Font Size:

I realized I hadn’t eaten anything today. I grabbed a granola bar out of the bag and shoved it in my mouth. “You’re the best.”

She smiled. “I know.”

She also brought her Bluetooth speaker and quickly connected it to a playlist on her phone. It wasn’t that she was late for no reason. It was that she was chronically late because she thought of everything. Everyone needed an Adleigh in their life.

We got to work. We started in our individual bedrooms, deciding we’d end with the kitchen—which would need the most cleaning—so we could tackle it together.

Two and a half hours later, we’d smashed the bag of snacks and deep cleaned both bathrooms, the bedrooms, and the living room. We were feeling pretty good about ourselves.

It helped that there was nothing in any of the spaces. Life would generally be a whole lot simpler if we decluttered everything we didn’t absolutely need.

We took a short beverage break before we dove into the hard-to-reach places. Adeigh was going to wrestle the fridge into submission and I was going to scrape out the oven. We still had cabinets to wipe down and floors to vacuum. But the end was in sight.

“I think I have a date tomorrow,” I said casually as I played with the lid of my sparkling water.

Adleigh raised an eyebrow. “Another Tinder hottie?”

“Hey, not all of us can be lucky enough to fall in love with an Ivy League basketball star.”

“First of all, Duke isn’t Ivy League. Merely prestigious.” She held up a second finger. “And he’s more like a basketball benchwarmer than a star. But you’re right, not everyone can have”—she gestured at the empty air around her—“this.”

“You live a charmed life, Adleigh Ann.”

She leaned over the kitchen island littered with our trash and met my gaze. “Seriously, who is it? Anyone I know?”

I realized I shouldn’t have said anything. She knew him too well. All the things I hated about him. And complained about him. And the history I had with him. “You do know him, actually.” I cleared my throat. “He works at the bar.”

“Scandalous, Ada. Shitting where you work? It’s a dangerous game.”

Didn’t I know it. “Well, it won’t be the first time.”

She didn’t find my dark humor funny. “And look how well that went the last time.”
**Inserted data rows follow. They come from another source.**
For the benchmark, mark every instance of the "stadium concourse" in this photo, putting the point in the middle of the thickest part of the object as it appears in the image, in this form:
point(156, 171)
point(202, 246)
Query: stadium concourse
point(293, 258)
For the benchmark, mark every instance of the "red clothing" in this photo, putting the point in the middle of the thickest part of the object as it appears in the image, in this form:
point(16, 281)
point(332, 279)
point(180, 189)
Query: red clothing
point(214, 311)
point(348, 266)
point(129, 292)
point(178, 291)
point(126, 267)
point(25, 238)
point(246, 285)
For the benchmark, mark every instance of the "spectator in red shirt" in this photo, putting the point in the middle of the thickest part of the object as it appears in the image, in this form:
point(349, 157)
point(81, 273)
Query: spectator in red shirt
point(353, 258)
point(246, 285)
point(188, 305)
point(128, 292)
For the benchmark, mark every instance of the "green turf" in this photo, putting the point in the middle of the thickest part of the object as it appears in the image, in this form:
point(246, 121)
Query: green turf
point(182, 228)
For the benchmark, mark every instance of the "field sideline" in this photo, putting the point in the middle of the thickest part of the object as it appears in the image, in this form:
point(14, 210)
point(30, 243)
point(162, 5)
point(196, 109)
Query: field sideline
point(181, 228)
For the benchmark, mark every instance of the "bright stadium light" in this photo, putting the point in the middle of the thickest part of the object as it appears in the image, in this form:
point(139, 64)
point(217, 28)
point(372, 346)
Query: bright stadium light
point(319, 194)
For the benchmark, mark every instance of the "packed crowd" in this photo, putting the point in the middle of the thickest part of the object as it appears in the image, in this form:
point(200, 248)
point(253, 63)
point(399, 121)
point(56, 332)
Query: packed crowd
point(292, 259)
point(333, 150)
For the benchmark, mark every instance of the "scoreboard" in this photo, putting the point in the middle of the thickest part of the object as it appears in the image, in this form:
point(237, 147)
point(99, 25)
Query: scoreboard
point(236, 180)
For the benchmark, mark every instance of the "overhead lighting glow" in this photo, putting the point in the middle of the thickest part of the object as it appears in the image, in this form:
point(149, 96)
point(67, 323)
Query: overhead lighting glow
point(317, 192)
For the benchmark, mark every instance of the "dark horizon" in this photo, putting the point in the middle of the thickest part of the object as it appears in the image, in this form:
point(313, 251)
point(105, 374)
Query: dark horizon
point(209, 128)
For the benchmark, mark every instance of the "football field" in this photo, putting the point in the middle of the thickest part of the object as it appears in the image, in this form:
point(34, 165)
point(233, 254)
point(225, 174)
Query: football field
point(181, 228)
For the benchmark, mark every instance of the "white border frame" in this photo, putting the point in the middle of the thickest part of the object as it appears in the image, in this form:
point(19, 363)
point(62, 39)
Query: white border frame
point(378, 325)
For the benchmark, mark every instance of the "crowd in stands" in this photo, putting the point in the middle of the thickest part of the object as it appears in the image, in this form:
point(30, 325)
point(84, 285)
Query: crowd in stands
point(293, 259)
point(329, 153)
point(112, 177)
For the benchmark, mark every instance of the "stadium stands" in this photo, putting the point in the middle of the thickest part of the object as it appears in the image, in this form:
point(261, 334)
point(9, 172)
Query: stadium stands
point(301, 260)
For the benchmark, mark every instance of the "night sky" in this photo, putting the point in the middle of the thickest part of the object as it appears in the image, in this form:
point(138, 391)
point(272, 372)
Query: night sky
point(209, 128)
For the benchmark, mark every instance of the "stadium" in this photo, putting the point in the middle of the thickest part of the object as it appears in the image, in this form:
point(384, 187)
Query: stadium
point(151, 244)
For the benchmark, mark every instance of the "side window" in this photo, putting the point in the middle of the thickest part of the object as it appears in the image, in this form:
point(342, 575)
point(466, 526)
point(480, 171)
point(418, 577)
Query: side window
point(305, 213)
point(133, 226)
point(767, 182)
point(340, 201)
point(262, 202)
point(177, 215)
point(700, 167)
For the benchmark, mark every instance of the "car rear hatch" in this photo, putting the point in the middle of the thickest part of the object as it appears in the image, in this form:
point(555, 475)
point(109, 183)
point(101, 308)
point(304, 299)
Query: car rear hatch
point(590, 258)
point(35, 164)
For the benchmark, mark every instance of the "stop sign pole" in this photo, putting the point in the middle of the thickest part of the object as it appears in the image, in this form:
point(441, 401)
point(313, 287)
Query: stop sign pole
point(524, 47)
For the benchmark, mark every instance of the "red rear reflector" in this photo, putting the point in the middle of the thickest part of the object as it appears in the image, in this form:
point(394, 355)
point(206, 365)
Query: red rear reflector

I laughed nervously and decided I should sprint out of the building. And down the street. Possibly all the way to Raleigh. That would be a better idea than finishing this conversation—the conversation I’d started.

“So who is it?” she pressed, turning suspicious. “Case? He’s so hot, Ade. And the perfect solution to our height deficiencies. We could break the generational cycle of having short kids. Change the Kelly line for generations to come.”

“You’re crazy.” But she had a point. “Also I like being short. Everyone always underestimates short people. I like to prove them wrong.”

She snorted. “You would.” She was silent for a minute and then said, “You’re not really going out with Miles, are you? No offense, but I know people who know him, and he’s kind of promiscuous. Which is fine; I just worry about you.”

It was my turn to snort. “Oh my God, you sound like Mom.”

“What?” she gasped. “I do not.”

“He’s kind of promiscuous?” I raised an eyebrow and waited for her to see it.

She waved a hand in front of her face. “Bah. I’m running out of single guys from the bar.”

I pressed my lips together before admitting, “There’s one more you haven’t mentioned.”

Her brow furrowed as she tried to come up with a name that wasn’t Charlie. “Did Will and Lola break up?”

“Will and Lola are about two days away from having a baby.”

“Ada,” she growled. “Spill it already.”

I couldn’t seem to make myself say his name. I couldn’t admit it out loud after years of whining and complaining and being a bitter shrew about him. “You know who it is, you just don’t want to say it.”